Pre-packaged insolvency allows the debtor to come up with a rehabilitation plan before going into court receivership as long as there is consent from at least half of its creditors. The system has been designed to shorten the time and cost incurred from the bankruptcy process for a financially troubled company that has secured a way to resolve its financial troubles.
SsangYong Motor has been trying to iron out a pre-packaged insolvency plan with HAAH Automotive Holdings, a California-based car retailer, after an acquisition deal reportedly fell apart between HAAH and Mahindra.
The pre-packaged insolvency plan is reported to include Mahindra’s plan to undergo capital reduction lowering its stake in SsangYong, followed by HAAH’s investment of $250 million to make the American company the biggest shareholder of the Korean automaker.
HAAH asked KDB to offer a similar amount of financial support to SsangYong as a condition of the deal.
“It is true that the potential investor requested an equivalent amount of investment from the creditor,” Choi said.
“However, with the potential investor not submitting a detailed business plan, it is hard for the creditor to make a decision. When a rehabilitation plan that includes a detailed business plan is prepared, KDB will be able to decide whether to offer financial support."
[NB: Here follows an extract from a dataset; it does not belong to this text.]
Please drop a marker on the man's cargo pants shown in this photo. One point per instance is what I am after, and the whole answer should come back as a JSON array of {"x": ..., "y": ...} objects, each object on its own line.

KDB said no further negotiation with HAAH Automotive is currently scheduled.
SsangYong Motor has reported a net loss for four consecutive years since 2017.
Last year, its net loss expanded by 40.2 percent compared to the previous year to 478.5 billion won ($429 million).
SsangYong Motor’s accumulative net loss over the past four years amounts to 947.5 billion won.
KDB held SsangYong’s parent company Mahindra & Mahindra responsible for the Korean automaker's financial situation.
“SsangYong Motor’s insolvency derives from Mahindra & Mahindra’s bad management,” Choi said.
“When a company’s accumulated loss amounts to more than 1 trillion won over the past 10 years, it needs a viable business plan, not just an injection of fresh funds.”
KDB said that if SsangYong fails to secure fresh capital resulting in the failure of its pre-packaged insolvency plan, the Korean automaker will have to go through court receivership.
SsangYong Motor filed for court receivership on Jan. 21 along with what's known as an autonomous restructuring support program, which delays the process of court receivership to earn the troubled company time to negotiate with its creditors and find new investors.
The court had delayed its decision on receivership until Feb. 28.
SsangYong Motor on Tuesday said it will suspend operations of its Pyeongtaek factory for three days from Feb. 3 to 5 as its suppliers have refused to deliver parts.